Siemens breaks from PET-CT tradition with mCT
Siemens Healthcare Friday launched its Biograph mCT, a hybrid PET-CT modality that brings together a high-slice count CT and routine, whole-body PET imaging in a single platform that could meet the imaging needs of both radiology and nuclear departments. Siemens debuted the system at the European Association of Nuclear Medicine conference in Munich, Germany.

“This system looks like a CT, feels like a CT, but it has PET embedded within it,” Markus Lusser, VP Global Marketing and Sales, Siemens Medical Solutions Molecular Imaging, told Health Imaging News. “Just by looking at it, you might think it is just CT—you cannot clearly see it has PET at first glance.”

The traditional PET-CT approach is to build the PET scanner next to a CT scanner, Lusser said, with about a 6-foot long tunnel.

The Biograph mCT, which has approximately a 3-foot long tunnel that is 78 cm wide, and has a 500-pound-capacity bed, is designed to accommodate a variety of patients.

Lusser said that the company is seeing a trend in which radiology and nuclear medicine are coming closer together, and with the mCT, is offering administrators and C-levels a product that could fulfill the needs of both departments with one modality, one imaging team and one service contract.

“It is designed to be used as an integrated solution for both—it fits in an average size room, combines high end CT with high end PET so you can offer shared services in one room,” he said. “You can operate the machine as a CT scanner and in parallel, as a PET-CT, which is something not done in a traditional PET-CT environment.”

The mCT can be purchased with different slice-counts, from 40 to 120 slices in CT as well as PET features that range from TrueV extended field-of-view technology to ultraHD-PET.

“We are offering 128-slice CT configuration which is unmatched in the PET arena,” Lusser said, adding CT scanners dominating the PET-CT arena are mainly 16 slice.

It was designed to obtain functional, anatomical and molecular information from one, noninvasive diagnostic exam.
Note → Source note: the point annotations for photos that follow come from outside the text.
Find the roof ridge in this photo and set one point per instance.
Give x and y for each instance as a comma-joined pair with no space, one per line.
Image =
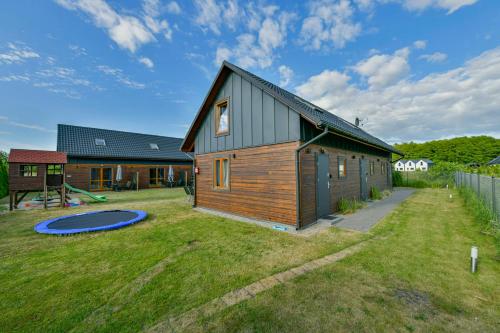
119,131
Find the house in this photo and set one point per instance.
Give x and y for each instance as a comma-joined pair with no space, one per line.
35,171
413,165
265,153
423,164
400,165
495,161
144,160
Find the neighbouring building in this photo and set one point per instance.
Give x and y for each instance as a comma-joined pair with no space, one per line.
265,153
413,165
94,156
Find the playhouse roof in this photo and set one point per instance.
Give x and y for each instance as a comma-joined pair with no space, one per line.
37,156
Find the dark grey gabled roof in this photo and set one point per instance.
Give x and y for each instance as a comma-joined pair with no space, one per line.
79,141
307,110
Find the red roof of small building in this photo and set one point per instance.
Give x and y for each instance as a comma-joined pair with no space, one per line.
37,156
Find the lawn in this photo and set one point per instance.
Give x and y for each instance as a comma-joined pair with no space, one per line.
128,279
412,275
416,279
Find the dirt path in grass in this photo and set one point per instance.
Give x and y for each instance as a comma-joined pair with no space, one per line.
181,322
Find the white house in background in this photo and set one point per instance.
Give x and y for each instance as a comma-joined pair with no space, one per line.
410,165
424,164
413,165
400,165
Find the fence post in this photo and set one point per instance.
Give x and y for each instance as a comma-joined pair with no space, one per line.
478,185
493,194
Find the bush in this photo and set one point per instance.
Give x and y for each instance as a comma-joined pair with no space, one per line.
482,213
4,174
375,193
348,206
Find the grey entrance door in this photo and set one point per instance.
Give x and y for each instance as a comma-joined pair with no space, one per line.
322,185
363,174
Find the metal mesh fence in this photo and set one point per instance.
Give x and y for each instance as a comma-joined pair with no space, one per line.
487,188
With new acquisition modes embedded in the camera, such as adaptive spiral CT, clinicians can perform whole organ perfusion by combining a CT perfusion study with a PET perfusion study to obtain additional information about liver, brain, lung and retroperitoneal tumors.

Additional clinical capabilities include adaptive dose shield, which reduces CT dose through dynamic collimators and eliminates over-radiation before and after every spiral scan.

Lusser said that the system, which is FDA approved, is available globally. Siemens will begin shipments in spring 2009.